What we do know is that Johnny Cash recorded the song with its mariachi inspired trumpets in 1963. It topped the country charts for seven weeks and has been one of the Man in Black most recognizable tunes ever since.
But what is it about?
June Carter Cash falls in love with a difficult man
The first version of the “Ring of Fire” story belongs to the Carter-Cash family, Wide Open Country says. The site claims June Carter wrote the song with songwriter and guitarist Merle Kilgore. They took inspiration from a line in a book of Elizabethan poetry, the site says.
Carter was falling in love with Cash, who at the time was a married alcoholic and drug addict, the L.A. Times said. She thought a line in a poetry book owned by her uncle A.P. summed up their budding love story.
“When I first fell in love with Johnny Cash, it was a scary thing,” June Carter Cash once said. “I never knew what he was going to do. I didn’t know him too well and he was just kind of a wild man — a big kind of a wild man. But God was truly good and [Cash] is a great husband. He’s a great daddy to the children … He’s just a nice man and I wanted you to know that.”
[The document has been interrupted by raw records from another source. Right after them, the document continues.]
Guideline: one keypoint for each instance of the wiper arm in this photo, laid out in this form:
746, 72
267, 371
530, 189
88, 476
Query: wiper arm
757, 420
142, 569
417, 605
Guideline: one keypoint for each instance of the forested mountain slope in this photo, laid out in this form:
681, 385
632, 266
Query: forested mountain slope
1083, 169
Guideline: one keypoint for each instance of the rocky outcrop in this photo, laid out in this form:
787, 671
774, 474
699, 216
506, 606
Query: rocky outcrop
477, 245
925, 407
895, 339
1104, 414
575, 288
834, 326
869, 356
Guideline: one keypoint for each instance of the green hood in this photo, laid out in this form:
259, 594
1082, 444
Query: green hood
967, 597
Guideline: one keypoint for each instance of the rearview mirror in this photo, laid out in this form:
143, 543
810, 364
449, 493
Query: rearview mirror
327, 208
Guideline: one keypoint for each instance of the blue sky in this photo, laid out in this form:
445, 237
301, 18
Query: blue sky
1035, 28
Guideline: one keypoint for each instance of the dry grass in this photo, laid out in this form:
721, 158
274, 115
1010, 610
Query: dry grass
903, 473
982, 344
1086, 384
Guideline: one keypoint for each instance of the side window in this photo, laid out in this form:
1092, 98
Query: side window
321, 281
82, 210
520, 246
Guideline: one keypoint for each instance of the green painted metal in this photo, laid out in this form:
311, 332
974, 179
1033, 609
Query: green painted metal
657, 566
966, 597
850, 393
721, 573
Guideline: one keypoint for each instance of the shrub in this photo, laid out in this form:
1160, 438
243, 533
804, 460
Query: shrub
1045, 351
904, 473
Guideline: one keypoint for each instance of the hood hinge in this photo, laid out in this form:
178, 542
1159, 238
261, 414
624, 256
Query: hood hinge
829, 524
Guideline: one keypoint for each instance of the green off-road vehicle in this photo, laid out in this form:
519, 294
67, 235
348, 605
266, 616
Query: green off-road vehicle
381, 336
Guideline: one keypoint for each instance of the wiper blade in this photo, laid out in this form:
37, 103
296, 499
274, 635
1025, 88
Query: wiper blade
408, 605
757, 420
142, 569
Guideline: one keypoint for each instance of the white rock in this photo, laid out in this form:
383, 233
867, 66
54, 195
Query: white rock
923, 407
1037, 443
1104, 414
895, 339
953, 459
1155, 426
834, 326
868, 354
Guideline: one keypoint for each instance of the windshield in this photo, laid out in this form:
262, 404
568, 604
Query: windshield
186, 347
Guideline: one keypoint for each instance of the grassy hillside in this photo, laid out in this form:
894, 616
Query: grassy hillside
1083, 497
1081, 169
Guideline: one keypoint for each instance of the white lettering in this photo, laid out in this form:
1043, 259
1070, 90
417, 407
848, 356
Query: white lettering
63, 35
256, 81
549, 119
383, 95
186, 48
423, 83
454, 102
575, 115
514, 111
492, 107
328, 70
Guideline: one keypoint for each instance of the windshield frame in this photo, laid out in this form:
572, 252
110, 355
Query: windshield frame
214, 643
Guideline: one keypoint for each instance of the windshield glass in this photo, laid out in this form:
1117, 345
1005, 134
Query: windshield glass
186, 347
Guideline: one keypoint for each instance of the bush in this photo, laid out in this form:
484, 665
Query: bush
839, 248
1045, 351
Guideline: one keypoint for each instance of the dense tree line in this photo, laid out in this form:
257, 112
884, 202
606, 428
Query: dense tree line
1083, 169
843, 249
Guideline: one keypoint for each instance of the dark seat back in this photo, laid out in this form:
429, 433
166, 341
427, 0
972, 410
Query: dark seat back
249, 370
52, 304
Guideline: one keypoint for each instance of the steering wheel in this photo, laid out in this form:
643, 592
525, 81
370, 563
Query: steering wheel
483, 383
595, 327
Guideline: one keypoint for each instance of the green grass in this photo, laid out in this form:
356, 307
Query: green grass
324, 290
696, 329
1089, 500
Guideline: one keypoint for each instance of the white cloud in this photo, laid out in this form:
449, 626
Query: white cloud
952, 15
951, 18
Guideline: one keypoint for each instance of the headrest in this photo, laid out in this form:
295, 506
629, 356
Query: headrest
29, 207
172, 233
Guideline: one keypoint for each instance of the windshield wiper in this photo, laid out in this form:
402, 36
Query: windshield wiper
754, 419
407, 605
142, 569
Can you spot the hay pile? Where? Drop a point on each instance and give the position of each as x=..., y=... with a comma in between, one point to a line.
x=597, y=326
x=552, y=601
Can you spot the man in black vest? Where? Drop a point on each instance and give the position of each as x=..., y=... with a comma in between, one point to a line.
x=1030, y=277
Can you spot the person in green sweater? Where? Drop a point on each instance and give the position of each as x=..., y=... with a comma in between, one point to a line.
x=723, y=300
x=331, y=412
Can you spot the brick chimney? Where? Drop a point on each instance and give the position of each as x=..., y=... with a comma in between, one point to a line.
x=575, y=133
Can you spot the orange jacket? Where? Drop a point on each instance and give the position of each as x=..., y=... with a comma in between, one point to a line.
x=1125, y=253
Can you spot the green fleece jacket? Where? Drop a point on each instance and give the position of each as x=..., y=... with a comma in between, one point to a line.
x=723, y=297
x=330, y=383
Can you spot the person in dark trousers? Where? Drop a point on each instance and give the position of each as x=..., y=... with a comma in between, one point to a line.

She later wrote of the song: “There is no way to be in that kind of hell, no way to extinguish a flame that burns, burns, burns.”
The song was first recorded by June Carter Cash’s sister, Anita. Her version, “(Love’s) Ring of Fire” was a critical success, Wide Open Country says. But it wasn’t the smash hit it would later become. That changed after Johnny Cash had a dream about the song, Wide Open Country said. In his dream, he heard the opening mariachi horns announce the song’s presence.
He recorded it that way, and it became his biggest hit, MentalFloss said.
Another version of events surrounding ‘Ring of Fire’
Johnny Cash’s first wife has a completely different version of events surrounding the writing of “Ring of Fire.” Vivian Cash wrote about it in her autobiography “I Walked the Line: My Life with Johnny.” And it’s must less romantic than the other version.
“The truth is, Johnny wrote that song, while pilled up and drunk, about a certain private female body part,” she wrote.
Vivian claims Johnny wrote the song with Kilgore but gave June credit because “she needs the money” and he felt sorry for her.
“To this day, it confounds me to hear the elaborate details June told of writing that song for Johnny,” Vivian wrote. “She didn’t write that song anymore than I did.”
Though, if Vivian Cash is to be believed, it’s unclear why Anita Carter would have recorded the song first if Johnny had written it to begin with.
The actual origins of the song will likely never be completely ironed out. But, nearly 60 years later, it still resonates with fans.